Vecchio 16-11-2008, 00:02   #14
Intermedio
L'avatar di Poison2
 

Vecchio 17-11-2008, 12:56   #15
Esperto
L'avatar di Chioccioccolata
 

Quote:
Originariamente inviata da valmor

Il tuo ragionamento e quello di Bardamu lo applicherei in quei contesti che frequenti una volta ogni tanto, dove le tue stranezze se le scordano o chi li rivede, e a persone che soffrono dentro ma fuori interagiscono come socialmente normali.

Negli altri casi puoi pensare ciò che vuoi, ma nel campo o non riesci ad affrontare la situazione perchè richiede abilità o esperienza sociale che non hai, o lo fai in modo pessimo mostrando ansia etc e ottenendo reazioni negative o sconvenienti (ma che ha questo/a?).
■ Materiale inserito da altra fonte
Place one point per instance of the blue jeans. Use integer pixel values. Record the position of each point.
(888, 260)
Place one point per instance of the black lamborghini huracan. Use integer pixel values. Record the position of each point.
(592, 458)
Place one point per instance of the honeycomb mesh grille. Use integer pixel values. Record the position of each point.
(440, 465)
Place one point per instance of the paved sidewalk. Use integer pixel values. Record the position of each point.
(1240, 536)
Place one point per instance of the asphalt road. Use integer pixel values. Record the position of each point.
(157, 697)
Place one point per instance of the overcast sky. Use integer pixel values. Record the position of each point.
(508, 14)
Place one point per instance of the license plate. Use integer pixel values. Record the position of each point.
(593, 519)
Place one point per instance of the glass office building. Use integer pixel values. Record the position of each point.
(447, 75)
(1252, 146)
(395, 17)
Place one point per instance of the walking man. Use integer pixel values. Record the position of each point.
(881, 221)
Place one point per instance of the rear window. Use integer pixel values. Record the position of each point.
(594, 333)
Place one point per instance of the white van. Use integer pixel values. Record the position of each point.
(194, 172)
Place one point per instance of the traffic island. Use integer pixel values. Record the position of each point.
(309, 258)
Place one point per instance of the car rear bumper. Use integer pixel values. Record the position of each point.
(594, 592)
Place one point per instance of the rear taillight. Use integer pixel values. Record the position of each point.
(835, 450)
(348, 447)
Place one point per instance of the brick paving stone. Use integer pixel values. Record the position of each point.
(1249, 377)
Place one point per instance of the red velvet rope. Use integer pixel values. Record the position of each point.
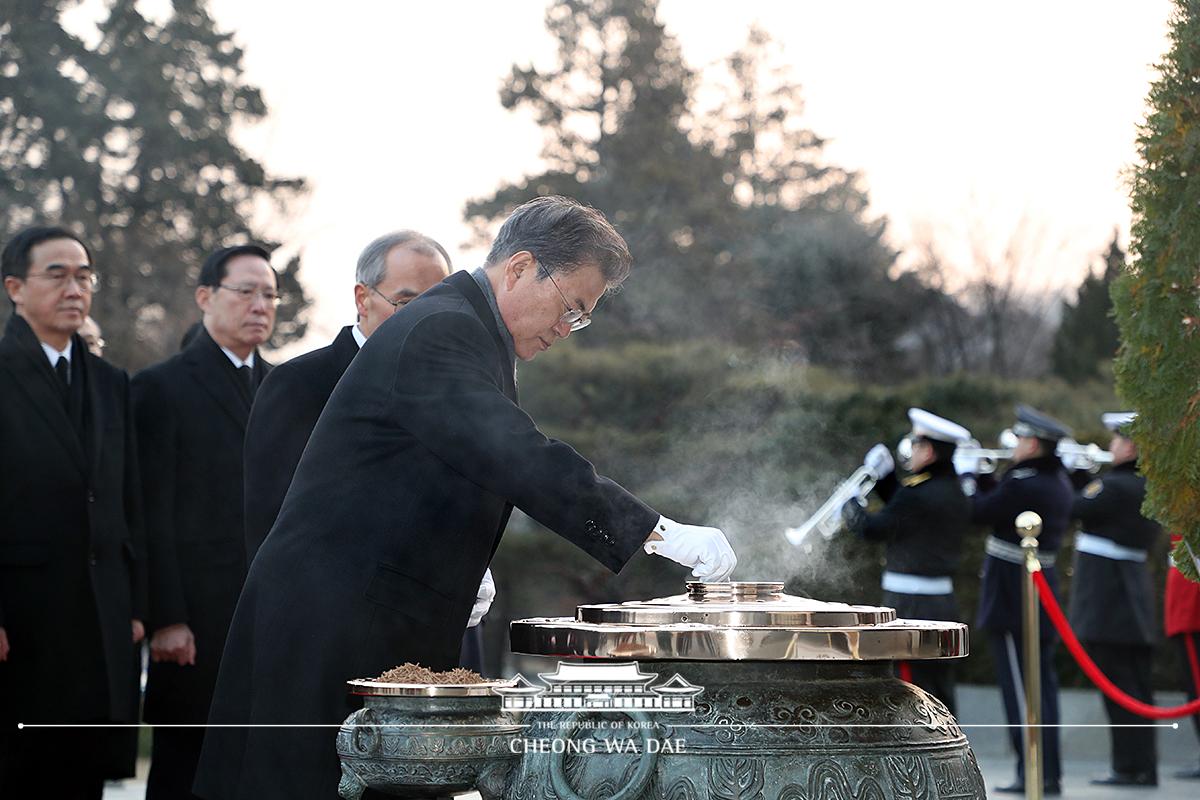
(1093, 673)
Insomma, riuscire (non mi chiedete come) a rendere i propri comportamenti un pò migliori e migliorare le capacità di interagire, migliora le nostre 'esperienze sociali' e conferma di meno la fobia sociale, che altrimenti viene alimentata ogni giorno da fallimenti sociali reali.
Aspetta:se tu consideri il concetto che io ho espresso come un esercizio pratico per avere risultati immediati,è quasi certo che non porterà a nulla.
Io parlavo di un'accettazione di sè profonda e coraggiosa,che alla fine ti rende anche libero dalla paura del giudizio altrui...e dopo ciò,procedere col migliorarsi,ma sempre ascoltando la propria interiorità.
Del resto voler per forza violentare se stessi imponendosi dei cambiamenti per i quali non siamo pronti o sforzarsi di ignorare il proprio disagio quando mai sortisce effetti positivi?Forse a breve termine,forse esternamente,ma poi alla fine dei giochi quello che deve fare i conti col proprio malessere irrisolto sei te.